Rezeki itu benda gaib.
Kalo punya uang ya harus dibuang-buang. Kata “dibuang-buang” itu sombong banget ya kesannya.
Semua yang lepas, kembali pulang berlipat ganda. Tak tau berapa, tak tau kapan. Matematika di dalam kelas, senantiasa diterapkan dalam hidup kosmos dan fisika kuantum ini.
Mungkin itu yang bikin hidup berat.
Semua yang hadir di kita, ada porsi milik orang lain yang melekat. Jangan dilekatin terus, hapus lemnya terus kasih ke orang lain, segera.
Ini sangat MANUSIAWI, oleh sebab itu ada sifat KENABIAN dan KETUHANAN yang menjadi contoh untuk manusia tekun. Bukannya mau jadi nabi atau tuhan, tapi sifatnya sudah di jembrengkan.
Lagipula kita pasti jadi angin yang tak lagi sanggup raba ferrari kita. Menyisakan hutang dan tagihan yang tak kunjung selesai. Apa benar itu yang kau mau?
Beberapa yang pulang, mampir sebentar tuk ingatkan. Beberapa yang mampir, tak meninggalkan rezeki lain selain pengetahuan. Meski tahu, mentalnya tempe.
Buang saja uangmu. Ke orang tua, keluarga, pedagang yang lelah, teman taulan, yatim dan piatu, dan siapapun yang membutuhkan, termasuk dirimu.

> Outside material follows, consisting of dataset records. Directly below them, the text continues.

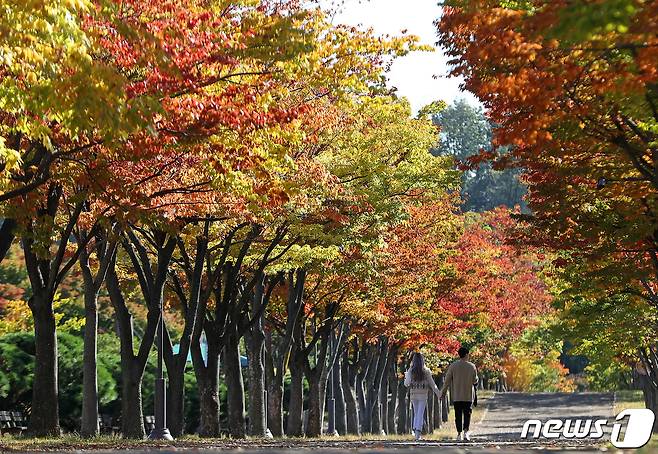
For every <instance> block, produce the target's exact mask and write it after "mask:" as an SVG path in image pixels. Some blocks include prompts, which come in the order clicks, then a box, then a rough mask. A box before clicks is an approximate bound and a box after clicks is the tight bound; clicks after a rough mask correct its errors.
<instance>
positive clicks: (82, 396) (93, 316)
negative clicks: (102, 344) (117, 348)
mask: <svg viewBox="0 0 658 454" xmlns="http://www.w3.org/2000/svg"><path fill="white" fill-rule="evenodd" d="M83 277H84V288H85V289H84V293H85V295H84V300H85V328H84V346H83V353H82V423H81V430H80V434H81V435H82V436H83V437H95V436H97V435H98V434H99V426H98V380H97V375H96V367H97V366H96V362H97V361H96V360H97V350H98V347H97V332H98V290H97V289H96V288H95V287H94V284H93V282H92V281H91V280H90V279H88V278H87V276H86V273H83ZM89 277H91V276H89Z"/></svg>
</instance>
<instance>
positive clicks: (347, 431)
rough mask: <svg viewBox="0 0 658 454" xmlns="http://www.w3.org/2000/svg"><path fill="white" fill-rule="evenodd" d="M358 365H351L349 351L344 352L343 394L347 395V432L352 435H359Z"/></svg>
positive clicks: (343, 363)
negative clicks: (357, 403)
mask: <svg viewBox="0 0 658 454" xmlns="http://www.w3.org/2000/svg"><path fill="white" fill-rule="evenodd" d="M355 369H356V365H354V366H352V365H350V362H349V359H348V352H347V351H345V352H344V353H343V361H342V362H341V368H340V373H341V378H342V385H343V396H344V397H345V410H346V417H347V433H348V434H350V435H359V434H360V433H361V431H360V430H359V429H360V428H359V408H358V405H357V402H356V396H355V389H354V388H355V386H354V383H355V381H356V370H355Z"/></svg>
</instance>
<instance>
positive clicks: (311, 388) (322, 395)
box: [306, 374, 327, 437]
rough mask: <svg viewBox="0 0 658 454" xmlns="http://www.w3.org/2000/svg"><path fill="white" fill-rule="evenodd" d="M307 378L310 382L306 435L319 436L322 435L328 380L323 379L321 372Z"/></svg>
mask: <svg viewBox="0 0 658 454" xmlns="http://www.w3.org/2000/svg"><path fill="white" fill-rule="evenodd" d="M307 379H308V382H309V384H308V425H307V426H306V436H308V437H319V436H320V435H322V426H323V420H324V402H325V397H326V386H327V381H326V379H325V380H323V379H322V377H321V374H311V375H310V376H307Z"/></svg>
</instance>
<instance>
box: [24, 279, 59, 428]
mask: <svg viewBox="0 0 658 454" xmlns="http://www.w3.org/2000/svg"><path fill="white" fill-rule="evenodd" d="M29 306H30V309H31V310H32V315H33V318H34V343H35V352H36V356H35V364H34V379H33V381H32V414H31V415H30V422H29V427H28V432H29V433H30V434H31V435H32V436H39V437H45V436H59V435H60V427H59V402H58V389H57V334H56V331H55V314H54V313H53V299H52V296H50V295H48V294H44V293H43V292H39V291H35V293H34V294H33V295H32V297H31V298H30V300H29Z"/></svg>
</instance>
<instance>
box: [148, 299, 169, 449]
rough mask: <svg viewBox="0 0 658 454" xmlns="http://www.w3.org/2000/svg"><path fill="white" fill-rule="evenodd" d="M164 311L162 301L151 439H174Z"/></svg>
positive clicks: (160, 309)
mask: <svg viewBox="0 0 658 454" xmlns="http://www.w3.org/2000/svg"><path fill="white" fill-rule="evenodd" d="M163 332H164V311H163V308H162V302H161V303H160V319H159V320H158V333H157V340H156V341H157V347H158V374H157V376H156V379H155V427H154V428H153V430H152V431H151V433H150V434H149V440H173V439H174V437H172V436H171V434H170V433H169V429H167V381H166V380H165V378H164V370H163V367H162V360H163V358H162V347H163V341H164V339H163V338H164V336H163Z"/></svg>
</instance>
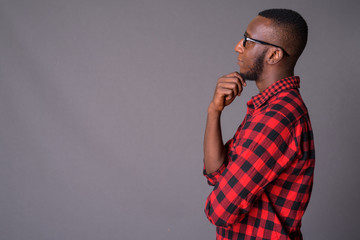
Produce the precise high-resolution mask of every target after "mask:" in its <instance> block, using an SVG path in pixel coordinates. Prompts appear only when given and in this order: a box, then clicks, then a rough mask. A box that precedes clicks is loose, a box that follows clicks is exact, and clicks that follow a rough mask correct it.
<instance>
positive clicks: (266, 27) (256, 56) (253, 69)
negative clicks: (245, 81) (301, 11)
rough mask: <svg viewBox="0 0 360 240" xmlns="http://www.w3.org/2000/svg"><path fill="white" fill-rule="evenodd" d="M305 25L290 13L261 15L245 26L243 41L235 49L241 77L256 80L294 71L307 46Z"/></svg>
mask: <svg viewBox="0 0 360 240" xmlns="http://www.w3.org/2000/svg"><path fill="white" fill-rule="evenodd" d="M307 35H308V28H307V24H306V21H305V20H304V19H303V17H302V16H301V15H300V14H298V13H297V12H295V11H293V10H289V9H268V10H265V11H262V12H260V13H259V14H258V16H257V17H255V18H254V19H253V20H252V21H251V22H250V23H249V25H248V27H247V29H246V32H245V35H244V38H243V39H242V40H241V41H240V42H239V43H238V44H237V45H236V47H235V51H236V52H238V53H239V58H238V59H239V66H240V74H241V75H242V76H243V77H244V78H246V79H249V80H257V79H258V78H259V77H261V76H262V75H264V72H265V73H266V74H265V75H268V74H269V73H270V74H272V73H278V74H279V75H281V74H282V75H286V73H291V72H293V70H294V67H295V64H296V61H297V60H298V58H299V57H300V55H301V53H302V52H303V50H304V48H305V46H306V42H307Z"/></svg>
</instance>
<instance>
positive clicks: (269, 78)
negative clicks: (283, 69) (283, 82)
mask: <svg viewBox="0 0 360 240" xmlns="http://www.w3.org/2000/svg"><path fill="white" fill-rule="evenodd" d="M291 76H294V71H293V70H291V71H284V72H276V73H265V72H263V73H262V74H261V76H259V78H258V79H257V80H256V86H257V88H258V89H259V91H260V92H263V91H264V90H265V89H266V88H268V87H269V86H271V85H272V84H274V83H275V82H277V81H278V80H280V79H283V78H287V77H291Z"/></svg>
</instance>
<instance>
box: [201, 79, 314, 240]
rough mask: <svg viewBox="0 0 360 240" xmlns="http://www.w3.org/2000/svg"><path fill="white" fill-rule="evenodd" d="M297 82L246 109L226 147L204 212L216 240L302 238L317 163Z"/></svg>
mask: <svg viewBox="0 0 360 240" xmlns="http://www.w3.org/2000/svg"><path fill="white" fill-rule="evenodd" d="M299 85H300V79H299V77H289V78H285V79H282V80H279V81H277V82H276V83H274V84H273V85H271V86H270V87H268V88H267V89H266V90H265V91H263V92H262V93H259V94H258V95H256V96H254V97H253V98H252V99H251V100H250V101H249V102H248V103H247V104H248V110H247V114H246V116H245V119H244V121H243V122H242V123H241V125H240V127H239V128H238V130H237V131H236V133H235V135H234V137H233V138H232V139H230V140H229V141H228V142H227V143H226V145H225V147H226V151H227V157H226V159H225V161H224V164H223V165H222V166H221V167H220V169H218V171H216V172H214V173H211V174H208V175H206V174H205V173H206V172H205V168H204V174H205V175H206V177H207V180H208V183H209V184H210V185H213V186H215V187H214V189H213V191H212V192H211V194H210V195H209V197H208V198H207V201H206V207H205V213H206V215H207V217H208V219H209V220H210V222H211V223H212V224H214V225H216V226H217V228H216V239H244V240H247V239H249V240H250V239H251V240H253V239H269V240H270V239H271V240H273V239H296V240H298V239H302V234H301V232H300V227H301V218H302V216H303V214H304V211H305V209H306V206H307V204H308V202H309V198H310V194H311V189H312V183H313V173H314V164H315V151H314V140H313V134H312V128H311V124H310V119H309V116H308V111H307V109H306V107H305V105H304V102H303V100H302V99H301V96H300V93H299V91H298V89H297V88H299Z"/></svg>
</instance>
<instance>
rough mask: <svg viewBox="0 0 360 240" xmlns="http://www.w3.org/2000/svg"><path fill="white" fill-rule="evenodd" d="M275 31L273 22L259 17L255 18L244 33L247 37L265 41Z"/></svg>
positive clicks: (249, 24)
mask: <svg viewBox="0 0 360 240" xmlns="http://www.w3.org/2000/svg"><path fill="white" fill-rule="evenodd" d="M274 31H275V29H274V25H273V22H272V21H271V20H270V19H268V18H264V17H261V16H256V17H255V18H254V19H253V20H252V21H251V22H250V23H249V25H248V26H247V29H246V32H247V34H248V35H249V37H252V38H261V39H266V38H268V37H271V35H273V33H274Z"/></svg>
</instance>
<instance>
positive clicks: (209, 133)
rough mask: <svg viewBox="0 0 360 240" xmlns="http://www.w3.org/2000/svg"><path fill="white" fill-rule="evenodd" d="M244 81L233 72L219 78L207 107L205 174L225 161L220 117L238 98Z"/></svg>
mask: <svg viewBox="0 0 360 240" xmlns="http://www.w3.org/2000/svg"><path fill="white" fill-rule="evenodd" d="M243 86H246V83H245V81H244V80H243V79H242V77H241V76H240V74H239V73H237V72H233V73H230V74H228V75H225V76H223V77H221V78H219V80H218V83H217V85H216V88H215V93H214V96H213V99H212V101H211V103H210V105H209V107H208V116H207V121H206V128H205V136H204V163H205V170H206V173H208V174H209V173H212V172H215V171H216V170H218V169H219V168H220V167H221V165H222V164H223V162H224V159H225V147H224V143H223V140H222V134H221V126H220V116H221V112H222V111H223V109H224V107H225V106H227V105H229V104H231V103H232V102H233V101H234V99H235V97H236V96H240V94H241V92H242V89H243Z"/></svg>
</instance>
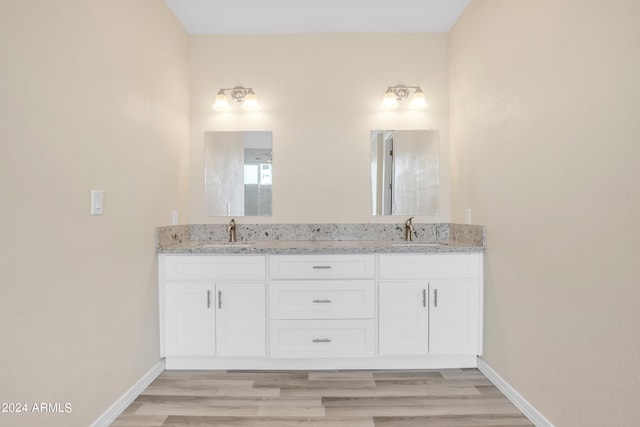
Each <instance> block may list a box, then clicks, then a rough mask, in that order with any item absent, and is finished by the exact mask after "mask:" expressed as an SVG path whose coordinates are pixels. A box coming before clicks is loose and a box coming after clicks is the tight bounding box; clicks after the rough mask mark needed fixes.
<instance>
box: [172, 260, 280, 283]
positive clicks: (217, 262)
mask: <svg viewBox="0 0 640 427" xmlns="http://www.w3.org/2000/svg"><path fill="white" fill-rule="evenodd" d="M163 256H164V270H163V271H164V280H265V278H266V264H267V262H266V257H264V256H253V255H163Z"/></svg>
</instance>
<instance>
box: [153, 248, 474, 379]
mask: <svg viewBox="0 0 640 427" xmlns="http://www.w3.org/2000/svg"><path fill="white" fill-rule="evenodd" d="M482 256H483V255H482V253H477V252H476V253H455V252H452V253H367V254H325V253H322V254H299V255H296V254H279V253H269V254H233V255H227V254H219V255H218V254H160V255H159V274H160V329H161V330H160V333H161V335H160V336H161V355H162V356H163V357H165V361H166V367H167V368H168V369H409V368H413V369H430V368H453V367H459V368H462V367H475V366H477V357H476V356H477V355H480V354H481V353H482V283H483V281H482Z"/></svg>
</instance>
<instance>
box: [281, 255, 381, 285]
mask: <svg viewBox="0 0 640 427" xmlns="http://www.w3.org/2000/svg"><path fill="white" fill-rule="evenodd" d="M269 267H270V274H271V278H272V279H373V277H374V274H375V257H374V255H273V256H271V257H270V260H269Z"/></svg>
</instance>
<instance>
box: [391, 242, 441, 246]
mask: <svg viewBox="0 0 640 427" xmlns="http://www.w3.org/2000/svg"><path fill="white" fill-rule="evenodd" d="M442 245H446V243H445V242H440V243H437V242H395V243H392V244H391V246H442Z"/></svg>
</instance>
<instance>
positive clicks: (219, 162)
mask: <svg viewBox="0 0 640 427" xmlns="http://www.w3.org/2000/svg"><path fill="white" fill-rule="evenodd" d="M272 159H273V155H272V135H271V131H245V132H243V131H237V132H205V136H204V179H205V184H204V192H205V201H204V207H205V208H204V209H205V215H206V216H271V188H272V184H271V176H272V175H271V174H272V170H273V169H272V165H273V161H272Z"/></svg>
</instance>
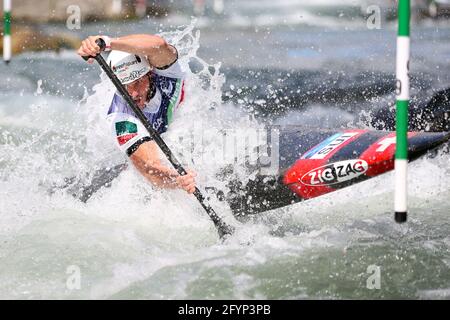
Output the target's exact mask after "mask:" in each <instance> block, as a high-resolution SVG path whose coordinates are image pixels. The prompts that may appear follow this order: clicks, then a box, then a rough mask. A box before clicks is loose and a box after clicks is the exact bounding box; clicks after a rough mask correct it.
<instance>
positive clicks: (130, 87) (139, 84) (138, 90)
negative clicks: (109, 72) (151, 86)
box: [107, 50, 152, 108]
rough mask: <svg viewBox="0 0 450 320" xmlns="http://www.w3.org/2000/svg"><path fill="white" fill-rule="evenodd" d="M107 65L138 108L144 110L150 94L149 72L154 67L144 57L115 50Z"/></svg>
mask: <svg viewBox="0 0 450 320" xmlns="http://www.w3.org/2000/svg"><path fill="white" fill-rule="evenodd" d="M107 63H108V64H109V66H110V67H111V69H112V70H113V72H114V74H115V75H116V76H117V78H118V79H119V80H120V82H121V83H122V84H123V85H124V86H125V88H126V89H127V91H128V93H129V94H130V96H131V97H132V98H133V100H134V102H136V104H137V105H138V107H140V108H143V107H144V105H145V103H146V102H147V99H148V97H149V93H150V77H149V72H150V71H151V69H152V67H151V66H150V64H149V63H148V61H147V59H146V58H145V57H143V56H139V55H134V54H131V53H128V52H123V51H118V50H113V51H111V53H110V54H109V56H108V60H107Z"/></svg>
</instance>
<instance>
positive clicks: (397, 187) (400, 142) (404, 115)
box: [395, 0, 411, 223]
mask: <svg viewBox="0 0 450 320" xmlns="http://www.w3.org/2000/svg"><path fill="white" fill-rule="evenodd" d="M410 15H411V12H410V0H399V1H398V37H397V70H396V73H397V90H396V94H397V103H396V107H397V120H396V134H397V143H396V151H395V221H396V222H398V223H402V222H405V221H406V219H407V177H408V104H409V51H410V49H409V47H410V46H409V44H410V41H409V20H410Z"/></svg>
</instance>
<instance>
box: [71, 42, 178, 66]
mask: <svg viewBox="0 0 450 320" xmlns="http://www.w3.org/2000/svg"><path fill="white" fill-rule="evenodd" d="M101 37H102V36H90V37H88V38H87V39H85V40H83V41H82V42H81V46H80V48H79V49H78V54H79V55H80V56H89V55H90V56H95V55H97V54H98V53H100V48H99V46H98V45H97V44H96V43H95V40H97V39H98V38H101ZM110 48H111V50H120V51H125V52H129V53H134V54H139V55H145V56H147V57H148V60H149V62H150V64H151V65H152V66H154V67H156V68H162V67H165V66H168V65H170V64H172V63H173V62H175V60H176V59H177V50H176V49H175V47H173V46H171V45H170V44H168V43H167V42H166V40H164V39H163V38H161V37H159V36H156V35H151V34H131V35H128V36H123V37H119V38H111V47H110Z"/></svg>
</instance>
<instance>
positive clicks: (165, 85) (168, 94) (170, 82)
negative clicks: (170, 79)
mask: <svg viewBox="0 0 450 320" xmlns="http://www.w3.org/2000/svg"><path fill="white" fill-rule="evenodd" d="M160 89H161V91H162V92H164V93H165V94H166V95H168V96H169V95H171V94H172V92H173V83H172V81H170V80H162V81H161V82H160Z"/></svg>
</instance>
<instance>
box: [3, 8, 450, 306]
mask: <svg viewBox="0 0 450 320" xmlns="http://www.w3.org/2000/svg"><path fill="white" fill-rule="evenodd" d="M263 2H264V3H265V4H267V5H268V4H269V3H270V2H267V1H263ZM253 9H254V10H253V11H251V12H253V15H246V16H245V15H244V16H243V15H238V14H229V15H228V16H226V17H220V18H217V19H216V20H215V19H213V18H212V17H210V18H205V17H203V18H199V19H197V20H195V21H193V20H191V18H190V17H189V14H188V15H183V14H172V15H169V16H167V17H165V18H163V19H159V20H155V19H144V20H142V21H137V22H132V23H128V24H120V23H108V24H103V23H96V24H90V25H83V26H82V29H81V30H73V31H68V30H67V29H65V28H64V26H58V25H48V26H45V27H43V28H45V29H46V31H47V32H68V33H72V34H74V35H78V36H80V37H82V36H86V35H89V34H97V33H99V32H100V33H107V34H110V35H112V36H115V35H121V34H127V33H132V32H134V33H144V32H148V33H161V32H162V33H163V35H165V36H166V37H167V39H169V40H170V41H171V42H172V43H174V44H176V45H177V47H178V49H179V52H180V62H181V64H182V65H183V67H184V68H185V70H186V71H187V76H188V80H189V81H188V84H187V87H186V103H185V104H184V105H183V107H182V108H183V109H182V110H180V111H179V113H178V114H176V116H175V119H174V125H173V127H172V129H171V130H169V132H168V133H167V134H165V135H164V138H165V139H166V140H167V142H168V144H169V146H170V147H171V148H172V149H174V151H176V150H177V149H178V148H179V147H180V145H179V144H178V143H177V141H178V140H177V139H178V138H177V137H178V136H179V135H183V133H184V132H189V130H191V128H192V126H193V125H199V126H203V127H204V128H206V127H207V128H214V129H217V130H220V129H222V128H235V129H248V128H258V127H259V126H260V125H261V123H263V122H271V123H275V124H280V125H285V124H296V125H298V124H301V125H306V126H310V127H311V126H315V127H319V128H349V127H358V128H371V127H377V128H379V127H380V125H382V124H380V122H377V120H376V119H375V118H374V116H373V113H374V112H375V113H376V112H377V110H382V108H389V106H392V103H393V101H394V95H393V91H392V88H393V84H394V70H395V24H393V23H390V22H387V21H384V20H383V23H382V24H381V29H379V30H377V29H375V30H370V29H368V28H367V26H366V21H365V20H363V19H362V18H354V19H350V18H348V17H345V15H340V16H335V17H331V16H318V17H317V16H313V15H311V13H308V12H304V11H302V10H301V8H295V7H294V8H293V9H292V8H290V7H288V6H287V7H285V8H284V11H283V10H281V9H280V10H281V11H280V10H279V11H276V10H271V9H270V6H269V7H268V8H266V7H264V6H261V8H260V10H266V11H264V12H262V13H261V14H260V15H258V14H256V13H255V12H256V11H257V10H256V9H257V5H256V4H255V7H254V8H253ZM286 12H289V15H287V14H286ZM449 40H450V24H446V23H445V21H441V22H438V23H433V22H432V21H428V20H426V21H422V22H421V23H415V24H414V27H413V29H412V41H413V44H412V59H411V75H412V95H413V97H414V99H415V102H414V103H415V104H417V105H420V104H421V103H426V101H427V99H429V98H430V96H431V95H432V93H433V91H435V90H437V89H443V88H446V87H448V86H450V47H449V45H448V43H449ZM0 73H1V77H0V298H3V299H19V298H20V299H31V298H35V299H49V298H52V299H53V298H55V299H61V298H64V299H77V298H83V299H84V298H87V299H117V298H123V299H314V298H319V299H348V298H357V299H360V298H362V299H364V298H414V299H415V298H423V299H429V298H441V299H449V298H450V254H449V249H450V237H449V232H450V161H449V155H448V154H445V153H443V152H441V151H439V152H438V153H437V154H435V155H434V156H433V157H429V158H423V159H419V160H417V161H416V162H414V163H412V164H411V165H410V176H409V182H410V183H409V194H410V197H409V213H410V215H409V221H408V223H407V224H404V225H398V224H396V223H395V222H394V219H393V212H392V208H393V191H394V190H393V175H392V174H386V175H383V176H380V177H378V178H375V179H372V180H368V181H366V182H363V183H360V184H357V185H354V186H352V187H348V188H346V189H342V190H340V191H338V192H335V193H331V194H328V195H326V196H323V197H320V198H317V199H313V200H310V201H306V202H303V203H298V204H295V205H292V206H289V207H285V208H282V209H279V210H274V211H271V212H267V213H263V214H260V215H259V216H257V217H255V218H254V219H251V220H250V221H247V222H245V223H241V222H238V221H236V220H235V219H234V218H233V216H232V214H231V211H230V209H229V208H228V207H227V205H226V204H224V203H222V202H219V201H214V200H213V201H212V205H213V207H214V208H215V210H216V211H217V212H218V213H219V214H220V215H221V216H222V217H223V218H224V220H226V221H227V222H228V223H230V224H233V225H234V226H235V227H236V228H237V232H236V234H235V235H234V236H233V237H231V238H230V239H228V240H227V241H225V242H223V243H222V242H220V241H219V239H218V236H217V233H216V230H215V228H214V226H213V224H212V223H211V221H210V220H209V218H208V216H207V215H206V214H205V213H204V212H203V211H202V208H201V207H200V205H199V204H198V203H197V202H196V200H195V198H193V197H192V196H188V195H186V194H185V193H183V192H181V191H160V190H156V189H153V188H152V187H151V186H150V185H149V184H147V183H146V182H145V181H144V180H143V178H141V177H140V176H139V175H138V174H137V173H136V172H135V171H133V170H131V169H129V170H126V171H125V172H123V173H122V174H121V175H120V176H119V177H118V178H117V179H115V180H114V181H113V182H112V184H111V186H110V187H109V188H102V189H101V190H99V191H98V192H97V193H95V194H94V195H93V196H92V197H91V198H90V199H89V200H88V201H87V202H86V203H83V202H81V201H79V200H77V199H76V198H74V197H72V196H71V195H70V192H67V190H66V189H64V188H61V189H52V186H54V185H55V184H58V183H59V184H61V182H62V181H64V178H67V177H72V176H81V175H82V173H90V172H93V171H95V169H96V168H105V167H108V166H112V165H115V164H117V163H121V162H123V161H124V160H126V158H125V156H124V155H122V154H121V153H120V152H119V151H118V149H117V148H116V147H115V145H114V141H113V139H112V138H111V137H110V134H109V129H108V127H107V125H106V122H105V119H104V115H105V113H106V111H107V108H108V106H109V102H110V99H111V98H112V95H113V93H114V87H113V86H112V85H111V84H110V82H109V80H108V79H107V78H105V77H104V76H103V77H100V69H99V68H98V66H97V65H95V64H94V65H88V64H86V63H85V62H84V61H83V60H82V59H80V58H79V57H78V56H76V55H75V53H74V52H73V51H69V50H66V51H62V52H60V53H59V54H56V53H53V52H40V53H24V54H21V55H19V56H16V57H14V59H13V61H12V62H11V64H10V65H9V66H5V65H3V64H1V65H0ZM195 156H198V155H194V157H195ZM194 160H195V159H194ZM194 162H195V161H194ZM194 162H191V163H187V166H189V167H193V169H195V170H196V171H197V172H198V175H199V177H198V181H199V186H200V187H202V186H204V185H205V184H212V185H215V184H217V183H218V182H217V181H214V178H212V177H213V176H214V173H215V172H216V170H217V168H216V166H214V164H211V163H208V161H203V162H201V161H197V162H196V163H197V165H193V163H194ZM238 171H239V170H238ZM240 178H241V179H242V180H246V179H248V177H245V176H244V175H242V176H241V177H240ZM216 186H217V185H216ZM52 190H53V191H52Z"/></svg>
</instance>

Buang ke tempat sampah, bukan jadi sampah.
Uang yang dibuang jadi uap. Uap yang mengabarkan ke seisi dunia “ini ada orang yang pantas dititipi rezeki”.
Ratus-ratus ribu yang kubuang kemarin tiba-tiba kembali lagi, ini berlebihan. Apakah benar ada orang yang ndak boleh miskin ya Allah? Apakah aku terlalu sombong menuliskannya begini, ya Allah?